Sobre a Lei n o 13.869/19 (Abuso de autoridade), analise as proposições a seguir. I - Reputa-se agente público somente aquele que exerce de forma permanente, ainda que por eleição, nomeação, designação, contratação ou qualquer outra forma de investidura ou vínculo, mandato, cargo, emprego ou função em órgão ou entidade abrangidos pela lei 13.869/19. II - As responsabilidades civil e administrativa são independentes da criminal, não se podendo mais questionar sobre a existência ou a autoria do fato quando essas questões tenham sido decididas no juízo criminal. III - Segundo a Lei 13.869/19, é considerada crime a conduta de prestar informação falsa sobre procedimento judicial, policial, fiscal ou administrativo, com o fim de prejudicar interesse de investigado. IV - Nos termos do art. 8º da Lei 13.869/19, as penas restritivas de direitos substitutivas das privativas de liberdade podem ser aplicadas apenas de forma autônoma a outras penas previstas no mesmo diploma legal. Assinale a alternativa correta.
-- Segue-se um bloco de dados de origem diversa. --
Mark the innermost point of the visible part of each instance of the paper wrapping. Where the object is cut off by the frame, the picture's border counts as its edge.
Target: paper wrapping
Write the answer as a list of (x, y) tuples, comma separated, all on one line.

- A)Apenas II e IV, estão corretas
Errada, porque a II está correta, mas a IV traz uma regra incorreta sobre a forma de aplicação das penas restritivas de direitos.
- B)Apenas I e II, estão corretas.
Errada, porque a I está incorreta ao restringir indevidamente o conceito de agente público, embora a II esteja certa.
- C)Apenas II e III, estão corretas.
Certa, porque a II e a III correspondem ao texto e à lógica da Lei 13.869/19.
- D)Apenas III e IV, estão corretas.
Errada, porque a IV está incorreta e a II também está correta, mas a alternativa ignora isso ao combinar apenas III e IV.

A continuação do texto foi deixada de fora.